The act of 1911, supra, places the burden of proof upon the railway company to show that the duty to keep the lookout had been performed. The undisputed evidence shows that appelle has performed that duty. Therefore, we are of the opinion that the court was correct in instructing the jury that “the evidence wholly fails to show any negligence whatever on the part of the defendant causing the injury complained of.”

Moreover, we are of the opinion that, even if it be conceded that the issue of the alleged negligence of the appellee was for the jury, still the uncontradicted evidence shows that appellant was guilty of contributory negligence. The train on the main line was due about the time he was injured; appellant was expecting it; he had looked and listened, and had neither seen, nor heard it; but the light from the other train blinded him so that he could not see the main line train, as he states. If the light from the other train, and the noise, by reason of the running thereof, were so great that he could neither see nor hear the main line train, then, by reason of these circumstances, it was all the more incumbent upon him not to go upon the main line track where he knew that about that time a train was due to arrive. He was in a perfect place of safety in the path where he was traveling, and had he remained in such path would have escaped injury. In such a situation it must be held that the injury caused by his suddenly leaving this path and placing himself in front of the moving train was the result of his own negligence. Martin v. Little Rock & Ft. S. Ry. Co., 62 Ark. 159.

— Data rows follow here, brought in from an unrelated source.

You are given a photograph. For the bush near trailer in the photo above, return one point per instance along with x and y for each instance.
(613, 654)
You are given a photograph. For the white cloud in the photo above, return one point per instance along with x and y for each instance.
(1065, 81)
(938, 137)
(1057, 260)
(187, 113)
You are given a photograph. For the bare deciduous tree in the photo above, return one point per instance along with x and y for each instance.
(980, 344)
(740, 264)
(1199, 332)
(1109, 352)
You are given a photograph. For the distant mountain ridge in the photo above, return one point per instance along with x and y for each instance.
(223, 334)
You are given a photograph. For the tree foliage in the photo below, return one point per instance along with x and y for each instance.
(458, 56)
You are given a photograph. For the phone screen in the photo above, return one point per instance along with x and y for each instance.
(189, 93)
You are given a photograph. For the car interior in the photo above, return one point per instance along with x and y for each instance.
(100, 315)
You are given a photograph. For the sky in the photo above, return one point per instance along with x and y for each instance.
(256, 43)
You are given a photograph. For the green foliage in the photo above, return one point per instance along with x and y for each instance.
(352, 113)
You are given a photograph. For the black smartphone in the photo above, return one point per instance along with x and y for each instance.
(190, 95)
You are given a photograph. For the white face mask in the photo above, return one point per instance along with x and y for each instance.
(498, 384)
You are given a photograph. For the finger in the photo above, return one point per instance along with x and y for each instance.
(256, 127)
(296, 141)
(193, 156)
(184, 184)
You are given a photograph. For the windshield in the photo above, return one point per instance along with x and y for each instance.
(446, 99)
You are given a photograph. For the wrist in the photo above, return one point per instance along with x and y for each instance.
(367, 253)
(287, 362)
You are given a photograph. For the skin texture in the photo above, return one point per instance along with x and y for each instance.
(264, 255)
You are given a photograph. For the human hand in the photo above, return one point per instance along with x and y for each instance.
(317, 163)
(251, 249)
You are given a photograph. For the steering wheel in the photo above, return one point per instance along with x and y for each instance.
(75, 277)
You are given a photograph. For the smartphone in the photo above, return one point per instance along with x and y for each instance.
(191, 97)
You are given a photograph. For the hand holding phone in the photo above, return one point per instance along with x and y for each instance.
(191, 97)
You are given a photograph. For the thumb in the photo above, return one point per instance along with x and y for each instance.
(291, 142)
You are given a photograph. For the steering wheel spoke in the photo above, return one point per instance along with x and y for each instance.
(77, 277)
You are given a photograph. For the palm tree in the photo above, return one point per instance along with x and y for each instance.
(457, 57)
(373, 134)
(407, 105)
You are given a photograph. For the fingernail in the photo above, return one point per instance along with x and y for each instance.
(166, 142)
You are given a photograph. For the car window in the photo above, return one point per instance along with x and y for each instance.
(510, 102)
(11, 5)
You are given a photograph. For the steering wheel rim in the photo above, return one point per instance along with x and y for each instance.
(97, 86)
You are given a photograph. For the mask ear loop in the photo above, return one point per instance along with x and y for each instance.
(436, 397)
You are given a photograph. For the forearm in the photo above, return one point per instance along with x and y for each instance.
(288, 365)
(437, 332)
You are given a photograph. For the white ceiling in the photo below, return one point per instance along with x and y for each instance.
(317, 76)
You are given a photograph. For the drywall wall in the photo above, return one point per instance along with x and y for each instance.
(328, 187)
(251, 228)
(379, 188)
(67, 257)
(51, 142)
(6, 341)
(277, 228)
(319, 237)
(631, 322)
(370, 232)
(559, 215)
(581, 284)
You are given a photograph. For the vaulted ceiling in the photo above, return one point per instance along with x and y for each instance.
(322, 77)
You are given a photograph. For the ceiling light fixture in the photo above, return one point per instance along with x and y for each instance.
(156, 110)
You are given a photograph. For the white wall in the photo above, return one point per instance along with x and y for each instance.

If the circumstances, as appellant’s own testimony tends to show, were such as to render both his senses of sight and hearing unavailing for his protection, then the track where a train was at that time expected was a reminder of danger, and in his leaving his place of safety and going into this place of danger he assumed all the risk, and his own negligence in so doing was the proximate cause of the injury that befell him. See Martin v. Railway, supra. The judgment is affirmed.